So What Is Gleevec?

Before we delve into the scientific origins of and the mechanics of the drug named Gleevec, let’s review the diagnosis of CML-Chronic Mylogenous Leukemia. CML is defined as a rare, slowly progressing blood cell cancer that begins in the Bone Marrow. A genetic change in the body’s Myeloid cells caused by a mutation that forms an abnormal gene called the BCR-ABL gene begins turning cells into CML cells. Most people diagnosed with CML have an abnormal chromosome in their DNA called the Philadelphia Chromosome. With CML, the patients Leukemic cells grow and divide rapidly, building up in the Bone Marrow and spilling over into the blood. These cells are very immature and are not suitable for fighting infection. Once the population of these cells become uncontrollable, they can spill into other organs and keep other cells in the body from working properly. Without treatment a patients immune system becomes overtly compromised and eventually enters the phase called a Blast Crisis from which recovery is rare and death inevitable.

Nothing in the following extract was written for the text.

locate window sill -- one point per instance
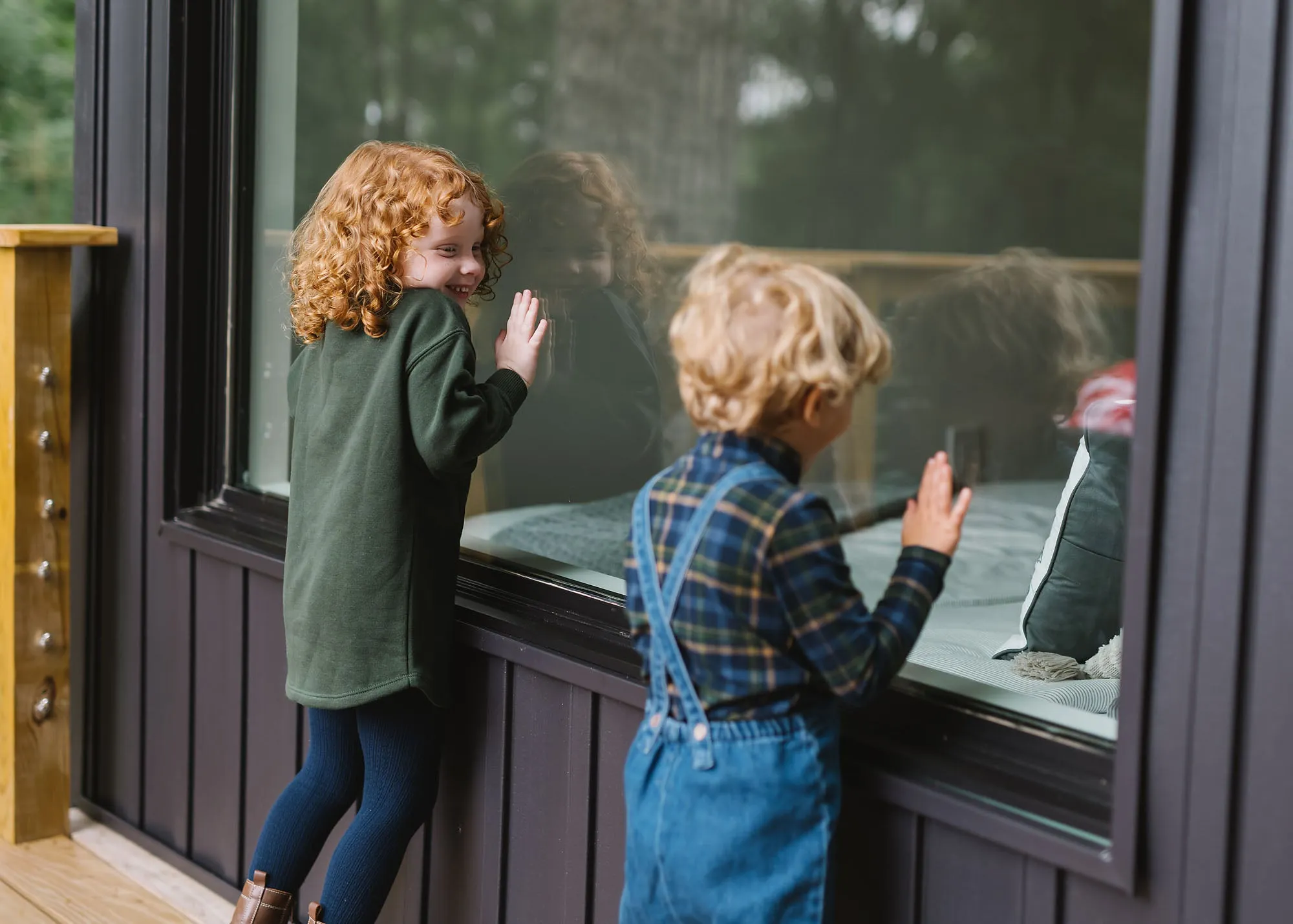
(1036, 788)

This cycle untreated can last anywhere from one to four years after diagnoses before succumbing to the Cancer. Past treatments included the drugs Hydroxyurea and Interferon, Chemotherapeutic treatment and eventually a Bone Marrow Transplant. Until the early 1990’s when the Bone Marrow Transplant began to be widely used, other treatments were not curative. Still, Bone Marrow Transplants were not a slam dunk. Patients had a 50/50 chance of making it through the transplant and then a 50/50 chance of it being a cure. Until Gleevec.

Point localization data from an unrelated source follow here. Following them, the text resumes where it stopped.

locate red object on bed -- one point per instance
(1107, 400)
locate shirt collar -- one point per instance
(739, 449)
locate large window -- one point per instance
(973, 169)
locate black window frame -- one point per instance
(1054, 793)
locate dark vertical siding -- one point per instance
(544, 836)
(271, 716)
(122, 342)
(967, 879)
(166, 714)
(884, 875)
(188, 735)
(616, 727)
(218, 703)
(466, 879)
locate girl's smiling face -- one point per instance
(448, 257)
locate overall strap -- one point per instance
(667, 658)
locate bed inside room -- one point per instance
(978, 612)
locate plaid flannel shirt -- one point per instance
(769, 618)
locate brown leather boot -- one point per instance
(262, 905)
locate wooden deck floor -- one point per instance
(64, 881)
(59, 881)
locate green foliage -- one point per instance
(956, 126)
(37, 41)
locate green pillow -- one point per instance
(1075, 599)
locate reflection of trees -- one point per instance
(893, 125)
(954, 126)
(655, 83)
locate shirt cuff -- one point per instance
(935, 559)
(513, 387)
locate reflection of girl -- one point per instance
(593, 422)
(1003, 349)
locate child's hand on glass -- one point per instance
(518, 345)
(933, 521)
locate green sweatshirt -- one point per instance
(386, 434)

In 1996, the year that I was originally diagnosed with CML, a doctor named Brian Druker partnered with the drug company Novartis to test compounds that Novartis had been creating called “Tyrosine Kinase Inhibitors”. These compounds were created to stop the uninhibited growth of the proteins that trigger the CML cells to divide uncontrollably. The proliferation of these Tyrosine kinase proteins causes the overproduction and accumulation of immature white blood cells, the hallmark of CML. After 30 years of scientific research, Dr. Druker focused on one particular compound that would eventually become STI-571. In the first targeted FDA trial of STI-571 conducted in 1999, 31 patients were enrolled and 31 out of 31 experienced complete remission. This was virtually unheard of. Being well tolerated, the drug entered a second phase that showed the same results as Phase 1. I was luckily a recipient of STI-571 in the second phase. This would save my life. As I stated in my last blog, the drug would go on to be one of the fastest drugs ever approved for general use to the public. I entered the trial in October of 2000 and the drug was approved by the FDA in April of 2001.

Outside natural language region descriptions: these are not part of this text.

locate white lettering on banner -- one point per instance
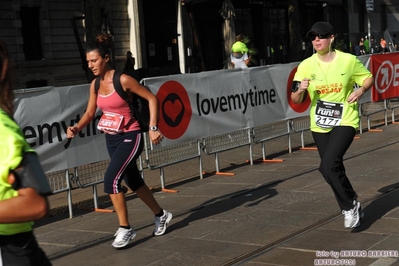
(43, 134)
(233, 102)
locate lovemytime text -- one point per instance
(242, 101)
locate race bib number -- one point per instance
(110, 122)
(328, 114)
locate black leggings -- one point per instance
(124, 149)
(22, 250)
(332, 147)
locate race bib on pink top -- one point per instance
(111, 122)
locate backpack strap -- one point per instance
(118, 87)
(97, 85)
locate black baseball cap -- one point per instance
(321, 27)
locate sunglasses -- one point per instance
(319, 35)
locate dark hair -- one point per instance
(239, 38)
(6, 92)
(103, 44)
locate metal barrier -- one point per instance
(371, 108)
(392, 104)
(59, 182)
(223, 142)
(158, 158)
(261, 134)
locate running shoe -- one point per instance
(161, 223)
(122, 237)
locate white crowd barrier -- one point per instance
(209, 112)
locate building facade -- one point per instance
(47, 38)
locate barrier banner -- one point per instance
(385, 68)
(192, 106)
(44, 115)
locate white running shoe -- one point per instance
(161, 223)
(122, 237)
(353, 216)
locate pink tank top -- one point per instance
(113, 103)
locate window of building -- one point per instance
(30, 20)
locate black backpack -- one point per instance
(138, 106)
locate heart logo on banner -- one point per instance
(173, 109)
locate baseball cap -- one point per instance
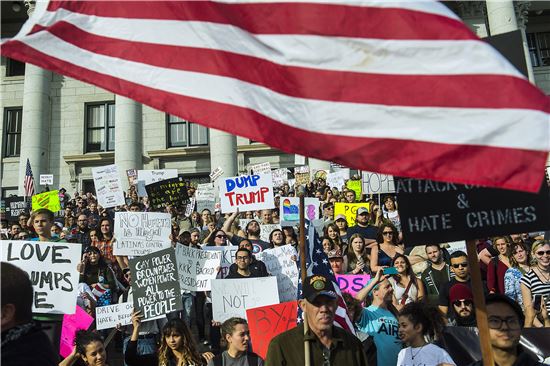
(317, 285)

As far as I am concerned, Dr. Brian Drucker is deserving the title of American Hero. His dedication for so many years to the search for a cure to this devastating cancer has saved thousands of lives and relieved so many, the hardships of the devastating treatments needed to survive CML. Now, the frontline treatment for treating the disease is compromised of simply digesting one or two pills a day, side effects withstanding. The discovery of Gleevec has subsequently led to the development of additional stronger Kinase Inhibitors that are used for patients not able to achieve a lasting remission on Gleevec.

Gleevec is indeed a miracle drug. It has made me a living miracle. I owe my life to Dr. Druker and his team as well as my other Doctors, especially Dr. Dave. To this day, I can email or call Dr Druker in Portland, Oregon and he will get back to me personally and quickly. Unbelievable.